What This Is About
Diplomacy is, at its core, a negotiating profession. Yet the specific logic of diplomatic negotiation — its institutional constraints, its reliance on formal and informal channels, its sensitivity to precedent and face — is rarely examined with the analytical rigour it deserves. This workshop addresses that gap, drawing on decades of diplomatic practice to offer participants both conceptual depth and applied skill in one of the most demanding forms of negotiation.
Who This Is For
Diplomats, foreign ministry officials, international civil servants, legal advisers working in international contexts, and senior executives whose work brings them into negotiation with government bodies, multilateral institutions, or cross-border counterparts. The workshop is designed for practitioners — people who already operate in these environments and want a more structured and reflective command of what they do.
Format and Method
Interactive throughout, combining short conceptual inputs with role-playing exercises, group discussions, and case analyses drawn from real diplomatic practice. The half-day focuses on core frameworks and applied exercises. The full day extends into the Amber Lake Negotiation Simulation (Diplomatic Edition) — an intensive multilateral scenario in which participants negotiate the governance of a shared resource across six countries with asymmetric power, competing interests, and institutional constraints. The simulation is followed by a structured debrief grounded in the day’s conceptual framework.
Duration and Participants
Half-day: 4 hours · Full day: 7 hours (including the Amber Lake Simulation in the second half) · 12–30 participants · 15-minute breaks in the morning and afternoon sessions.
Skills Developed
Preparation and organisation of negotiations in international settings; using diplomatic means and practices as negotiation assets; managing multilateral complexity; negotiating under institutional and political constraints; maintaining positions under pressure while preserving working relationships.

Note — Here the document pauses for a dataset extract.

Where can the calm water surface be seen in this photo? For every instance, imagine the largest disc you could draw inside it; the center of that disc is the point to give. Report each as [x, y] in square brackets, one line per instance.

What Participants Take Away
A structured approach to high-stakes diplomatic and international negotiations; a practical understanding of how diplomacy’s essential features — protocol, ambiguity, back-channels, face-saving — function as negotiation tools rather than obstacles; and the capacity to negotiate with greater composure and strategic clarity under pressure.
A Note on the Learning Environment
The session takes place in a sufficiently large room with chairs arranged in a circle. Tables are not used: they create distance and inhibit the quality of interaction that makes the learning real. Video recording is not permitted, as it affects both confidentiality and the natural dynamics of group interaction. Photography is welcome before or after the workshop.